In our case there is significantly more features than data samples what usually has a detrimental effect on clustering. # data points
» # features
is usually advisable, with the number of features being around 10% of the number of samples for the best effects. If this does not hold noisy features can be overwhelming for clustering especially when some clusters are underrepresented in the data. Some of the clustering possibilities are presented below.
Full feature
Using the full feature set (19187 features) gives us 57 outliers (out of 199 malware samples) with clusters fit being (HDBSCAN: min_cluster_size=5, min_samples=1):
Adjusted Random Index | 0.203094 |
Adjusted Mutual Information Score | 0.338447 |
Completeness | 0.563312 |
Silhouette Coefficient | -0.197215 |
V-measure | 0.556734 |
Homogeneity | 0.550308 |
and clusters and outliers fit:
Adjusted Random Index | 0.082914 |
Adjusted Mutual Information Score | 0.212254 |
Completeness | 0.504984 |
Silhouette Coefficient | 0.216329 |
V-measure | 0.465022 |
Homogeneity | 0.430921 |
and not so good clusters when inspected closer.
Simple feature
Simple features have 61 features and 36 outliers (HDBSCAN: min_cluster_size=5, min_samples=1) with clustering fit:
Adjusted Random Index | 0.133554 |
Adjusted Mutual Information Score | 0.269060 |
Completeness | 0.522440 |
Silhouette Coefficient | -0.124457 |
V-measure | 0.501318 |
Homogeneity | 0.481838 |
and clustering with outliers fit:
Adjusted Random Index | 0.089312 |
Adjusted Mutual Information Score | 0.214820 |
Completeness | 0.489151 |
Silhouette Coefficient | 0.269974 |
V-measure | 0.462284 |
Homogeneity | 0.438215 |
and again not so good clusters when inspected closer.
Numerical features
There are 21 numerical features 21, with clustering (HDBSCAN: min_cluster_size=7, min_samples=1) resulting in 49 outliers and cluster fit:
Adjusted Random Index | 0.164326 |
Adjusted Mutual Information Score | 0.263059 |
Completeness | 0.502374 |
Silhouette Coefficient | -0.607331 |
V-measure | 0.479650 |
Homogeneity | 0.458894 |
and clustering + oultiers fit:
Adjusted Random Index | 0.108847 |
Adjusted Mutual Information Score | 0.199091 |
Completeness | 0.490092 |
Silhouette Coefficient | 0.276731 |
V-measure | 0.437520 |
Homogeneity | 0.395134 |
and again not so good clusters when inspected closer. Nevertheless, very good results when considering the results and the number of features used.

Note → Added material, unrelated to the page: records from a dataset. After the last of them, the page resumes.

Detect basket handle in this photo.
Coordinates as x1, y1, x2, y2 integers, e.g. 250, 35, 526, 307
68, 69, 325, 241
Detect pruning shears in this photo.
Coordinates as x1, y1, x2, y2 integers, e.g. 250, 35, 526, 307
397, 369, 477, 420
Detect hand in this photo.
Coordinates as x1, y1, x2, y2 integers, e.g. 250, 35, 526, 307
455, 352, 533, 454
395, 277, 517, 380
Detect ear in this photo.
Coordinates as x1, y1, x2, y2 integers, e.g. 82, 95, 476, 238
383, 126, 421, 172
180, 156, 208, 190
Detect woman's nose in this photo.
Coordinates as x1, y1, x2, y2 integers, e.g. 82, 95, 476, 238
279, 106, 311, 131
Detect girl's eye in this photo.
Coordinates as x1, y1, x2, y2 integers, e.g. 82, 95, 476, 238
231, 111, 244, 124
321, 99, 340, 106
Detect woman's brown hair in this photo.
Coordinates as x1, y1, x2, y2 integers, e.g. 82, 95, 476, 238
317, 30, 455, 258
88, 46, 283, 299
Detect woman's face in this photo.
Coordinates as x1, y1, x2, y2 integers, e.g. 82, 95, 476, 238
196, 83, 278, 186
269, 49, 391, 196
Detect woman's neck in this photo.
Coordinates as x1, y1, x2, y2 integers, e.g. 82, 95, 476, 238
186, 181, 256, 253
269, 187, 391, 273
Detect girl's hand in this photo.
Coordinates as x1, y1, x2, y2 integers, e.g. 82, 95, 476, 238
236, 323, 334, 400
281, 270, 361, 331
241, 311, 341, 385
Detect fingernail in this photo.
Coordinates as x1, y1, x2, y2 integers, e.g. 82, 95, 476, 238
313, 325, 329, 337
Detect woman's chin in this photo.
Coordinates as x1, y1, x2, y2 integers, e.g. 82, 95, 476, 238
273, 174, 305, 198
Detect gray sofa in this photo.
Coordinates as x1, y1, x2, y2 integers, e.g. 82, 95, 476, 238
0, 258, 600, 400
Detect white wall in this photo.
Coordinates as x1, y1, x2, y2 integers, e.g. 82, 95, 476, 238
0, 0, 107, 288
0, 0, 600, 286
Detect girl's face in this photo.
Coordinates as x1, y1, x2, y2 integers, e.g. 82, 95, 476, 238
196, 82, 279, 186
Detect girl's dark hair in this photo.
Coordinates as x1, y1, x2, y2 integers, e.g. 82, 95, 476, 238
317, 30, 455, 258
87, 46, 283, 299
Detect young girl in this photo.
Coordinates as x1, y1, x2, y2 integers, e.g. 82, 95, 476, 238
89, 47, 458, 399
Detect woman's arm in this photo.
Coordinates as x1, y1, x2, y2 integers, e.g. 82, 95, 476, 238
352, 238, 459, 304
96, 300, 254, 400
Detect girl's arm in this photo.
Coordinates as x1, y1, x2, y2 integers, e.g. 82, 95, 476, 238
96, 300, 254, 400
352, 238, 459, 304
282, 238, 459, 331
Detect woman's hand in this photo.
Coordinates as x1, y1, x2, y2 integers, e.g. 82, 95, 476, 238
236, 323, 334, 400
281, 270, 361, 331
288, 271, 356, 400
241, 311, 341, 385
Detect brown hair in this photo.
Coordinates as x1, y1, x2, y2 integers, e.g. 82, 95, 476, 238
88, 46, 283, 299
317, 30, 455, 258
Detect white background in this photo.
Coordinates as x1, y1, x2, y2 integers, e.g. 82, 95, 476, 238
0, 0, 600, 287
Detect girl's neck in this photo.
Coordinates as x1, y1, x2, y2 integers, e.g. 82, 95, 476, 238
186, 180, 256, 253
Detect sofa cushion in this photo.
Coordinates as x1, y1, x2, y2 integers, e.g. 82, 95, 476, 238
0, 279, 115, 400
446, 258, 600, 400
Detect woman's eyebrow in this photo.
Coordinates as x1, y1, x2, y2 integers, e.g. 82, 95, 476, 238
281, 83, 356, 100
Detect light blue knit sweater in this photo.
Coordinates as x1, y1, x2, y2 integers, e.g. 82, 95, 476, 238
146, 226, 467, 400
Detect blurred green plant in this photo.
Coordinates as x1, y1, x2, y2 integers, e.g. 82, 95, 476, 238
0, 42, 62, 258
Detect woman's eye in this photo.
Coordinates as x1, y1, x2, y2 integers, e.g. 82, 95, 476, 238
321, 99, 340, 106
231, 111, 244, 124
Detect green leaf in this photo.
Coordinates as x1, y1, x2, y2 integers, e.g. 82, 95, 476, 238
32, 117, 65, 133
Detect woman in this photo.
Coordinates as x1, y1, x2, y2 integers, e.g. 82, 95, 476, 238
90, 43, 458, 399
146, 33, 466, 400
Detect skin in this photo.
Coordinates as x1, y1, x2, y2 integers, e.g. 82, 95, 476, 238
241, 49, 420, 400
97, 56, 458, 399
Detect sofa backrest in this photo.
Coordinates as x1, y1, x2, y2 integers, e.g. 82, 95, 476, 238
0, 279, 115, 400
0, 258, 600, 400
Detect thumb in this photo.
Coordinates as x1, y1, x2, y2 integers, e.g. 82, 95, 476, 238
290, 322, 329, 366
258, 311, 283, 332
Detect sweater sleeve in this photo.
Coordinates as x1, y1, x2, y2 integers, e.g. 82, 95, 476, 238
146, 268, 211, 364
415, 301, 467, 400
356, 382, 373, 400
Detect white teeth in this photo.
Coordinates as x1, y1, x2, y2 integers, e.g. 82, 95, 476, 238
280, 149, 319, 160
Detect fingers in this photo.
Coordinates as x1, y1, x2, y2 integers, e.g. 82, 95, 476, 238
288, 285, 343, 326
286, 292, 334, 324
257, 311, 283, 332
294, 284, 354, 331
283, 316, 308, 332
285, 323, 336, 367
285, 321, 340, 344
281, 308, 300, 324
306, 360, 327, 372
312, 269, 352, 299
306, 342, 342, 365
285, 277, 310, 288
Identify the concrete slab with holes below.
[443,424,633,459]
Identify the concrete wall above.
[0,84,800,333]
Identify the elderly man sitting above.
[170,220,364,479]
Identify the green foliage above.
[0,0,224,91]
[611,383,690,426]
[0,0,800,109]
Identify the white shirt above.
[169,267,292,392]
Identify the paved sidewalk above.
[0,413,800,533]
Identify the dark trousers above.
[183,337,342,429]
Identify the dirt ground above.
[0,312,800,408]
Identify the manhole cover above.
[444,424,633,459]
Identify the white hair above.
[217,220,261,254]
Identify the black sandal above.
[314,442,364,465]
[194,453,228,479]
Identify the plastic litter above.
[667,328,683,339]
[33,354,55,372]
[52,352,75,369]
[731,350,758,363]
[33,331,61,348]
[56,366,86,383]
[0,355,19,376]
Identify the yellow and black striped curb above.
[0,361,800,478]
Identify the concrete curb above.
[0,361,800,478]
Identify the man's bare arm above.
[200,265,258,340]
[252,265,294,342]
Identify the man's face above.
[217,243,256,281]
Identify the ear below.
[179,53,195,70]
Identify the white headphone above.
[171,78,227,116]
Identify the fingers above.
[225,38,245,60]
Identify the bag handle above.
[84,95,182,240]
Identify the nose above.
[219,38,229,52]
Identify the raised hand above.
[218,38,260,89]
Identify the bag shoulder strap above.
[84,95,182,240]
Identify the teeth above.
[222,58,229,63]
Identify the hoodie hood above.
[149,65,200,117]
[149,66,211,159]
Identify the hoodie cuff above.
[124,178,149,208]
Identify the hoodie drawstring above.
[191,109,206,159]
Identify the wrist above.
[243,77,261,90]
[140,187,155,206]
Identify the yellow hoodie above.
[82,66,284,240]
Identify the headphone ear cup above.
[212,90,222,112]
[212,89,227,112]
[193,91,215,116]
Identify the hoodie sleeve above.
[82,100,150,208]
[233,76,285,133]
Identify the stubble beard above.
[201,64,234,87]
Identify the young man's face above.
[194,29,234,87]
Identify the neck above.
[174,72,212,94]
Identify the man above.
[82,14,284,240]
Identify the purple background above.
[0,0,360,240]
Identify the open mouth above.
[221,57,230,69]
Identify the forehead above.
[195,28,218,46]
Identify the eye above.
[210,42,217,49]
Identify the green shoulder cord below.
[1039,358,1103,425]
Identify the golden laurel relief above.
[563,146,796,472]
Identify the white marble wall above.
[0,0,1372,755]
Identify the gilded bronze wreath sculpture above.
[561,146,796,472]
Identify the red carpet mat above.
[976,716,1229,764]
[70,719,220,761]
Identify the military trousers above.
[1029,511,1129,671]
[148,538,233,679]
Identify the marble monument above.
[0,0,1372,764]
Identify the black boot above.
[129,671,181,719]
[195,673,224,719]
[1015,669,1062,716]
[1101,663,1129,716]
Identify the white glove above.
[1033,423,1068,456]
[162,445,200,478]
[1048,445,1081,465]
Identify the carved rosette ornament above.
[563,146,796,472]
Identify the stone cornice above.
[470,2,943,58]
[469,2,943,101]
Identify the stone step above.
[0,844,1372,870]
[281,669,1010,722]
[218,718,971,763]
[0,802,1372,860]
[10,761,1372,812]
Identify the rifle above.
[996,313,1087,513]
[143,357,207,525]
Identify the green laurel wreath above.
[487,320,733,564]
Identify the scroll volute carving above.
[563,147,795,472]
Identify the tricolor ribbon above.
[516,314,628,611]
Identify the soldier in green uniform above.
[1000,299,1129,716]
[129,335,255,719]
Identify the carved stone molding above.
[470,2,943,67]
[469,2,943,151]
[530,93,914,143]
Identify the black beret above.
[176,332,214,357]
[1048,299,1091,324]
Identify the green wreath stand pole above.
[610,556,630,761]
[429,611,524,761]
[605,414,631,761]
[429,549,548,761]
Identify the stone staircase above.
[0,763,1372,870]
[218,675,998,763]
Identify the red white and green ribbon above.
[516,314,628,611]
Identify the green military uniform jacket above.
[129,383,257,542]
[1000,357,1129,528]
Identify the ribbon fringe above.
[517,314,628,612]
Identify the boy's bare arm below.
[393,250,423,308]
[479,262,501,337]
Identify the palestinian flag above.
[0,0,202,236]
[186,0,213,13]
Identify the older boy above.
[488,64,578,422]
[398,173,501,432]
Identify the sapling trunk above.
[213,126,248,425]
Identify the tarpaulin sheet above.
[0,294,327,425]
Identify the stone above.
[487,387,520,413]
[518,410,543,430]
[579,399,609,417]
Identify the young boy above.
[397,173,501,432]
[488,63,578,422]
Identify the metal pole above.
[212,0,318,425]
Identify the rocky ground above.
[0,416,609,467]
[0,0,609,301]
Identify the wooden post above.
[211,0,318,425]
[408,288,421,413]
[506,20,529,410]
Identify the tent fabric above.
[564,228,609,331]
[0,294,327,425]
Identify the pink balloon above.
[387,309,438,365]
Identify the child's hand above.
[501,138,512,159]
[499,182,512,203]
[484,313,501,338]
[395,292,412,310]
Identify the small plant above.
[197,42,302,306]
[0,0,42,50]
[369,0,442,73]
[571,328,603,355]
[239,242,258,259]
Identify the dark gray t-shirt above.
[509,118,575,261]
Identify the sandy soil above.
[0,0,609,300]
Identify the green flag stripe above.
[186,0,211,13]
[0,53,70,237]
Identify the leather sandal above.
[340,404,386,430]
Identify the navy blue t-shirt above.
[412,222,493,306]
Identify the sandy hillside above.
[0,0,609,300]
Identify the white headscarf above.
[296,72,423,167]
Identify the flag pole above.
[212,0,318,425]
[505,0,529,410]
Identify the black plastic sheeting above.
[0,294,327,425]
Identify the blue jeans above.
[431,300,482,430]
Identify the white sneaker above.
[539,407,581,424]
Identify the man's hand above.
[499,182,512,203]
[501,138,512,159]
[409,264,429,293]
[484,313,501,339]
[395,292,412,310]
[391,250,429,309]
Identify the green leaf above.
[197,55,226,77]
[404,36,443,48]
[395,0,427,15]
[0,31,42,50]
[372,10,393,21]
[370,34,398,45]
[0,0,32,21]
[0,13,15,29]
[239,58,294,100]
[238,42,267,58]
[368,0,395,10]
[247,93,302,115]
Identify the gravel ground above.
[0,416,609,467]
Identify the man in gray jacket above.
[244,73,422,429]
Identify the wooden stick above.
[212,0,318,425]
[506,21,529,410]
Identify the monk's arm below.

Simple features: reduced dimensionality
I have also experimented with variety of combination of these: using log binning for the numerical features and various thresholding to delete the sparse feature; some of them resulted in quite good clustering with the best result achieved by simple features where only features covering more than 10% of the examples were used (17 features). Clustering (HDBSCAN: min_cluster_size=5, min_samples=1) resulted in 57 outliers with the cluster fit statistics:
Adjusted Random Index | 0.230443 |
Adjusted Mutual Information Score | 0.363688 |
Completeness | 0.588787 |
Silhouette Coefficient | -0.175176 |
V-measure | 0.575281 |
Homogeneity | 0.562382 |
and clustering + outliers statistics:
Adjusted Random Index | 0.107736 |
Adjusted Mutual Information Score | 0.230274 |
Completeness | 0.516208 |
Silhouette Coefficient | 0.326374 |
V-measure | 0.478756 |
Homogeneity | 0.446371 |
Clusters visualisation
-1 cluster statistics
0 cluster statistics
1 cluster statistics
2 cluster statistics
3 cluster statistics
4 cluster statistics
5 cluster statistics
6 cluster statistics
7 cluster statistics
8 cluster statistics
9 cluster statistics
10 cluster statistics
11 cluster statistics
12 cluster statistics
13 cluster statistics
Summary
To sum up, we have good features but they are underrepresented in the simple dataset used for the development of cuckoml; to many samples are healthy (none
label). Furthermore, the problem with combining binary (vast majority) with all the rest of the features causes them to become far apart, hence, undermines the clustering mechanisms; unfortunately, applying log-binning to the numerical features is of little help here.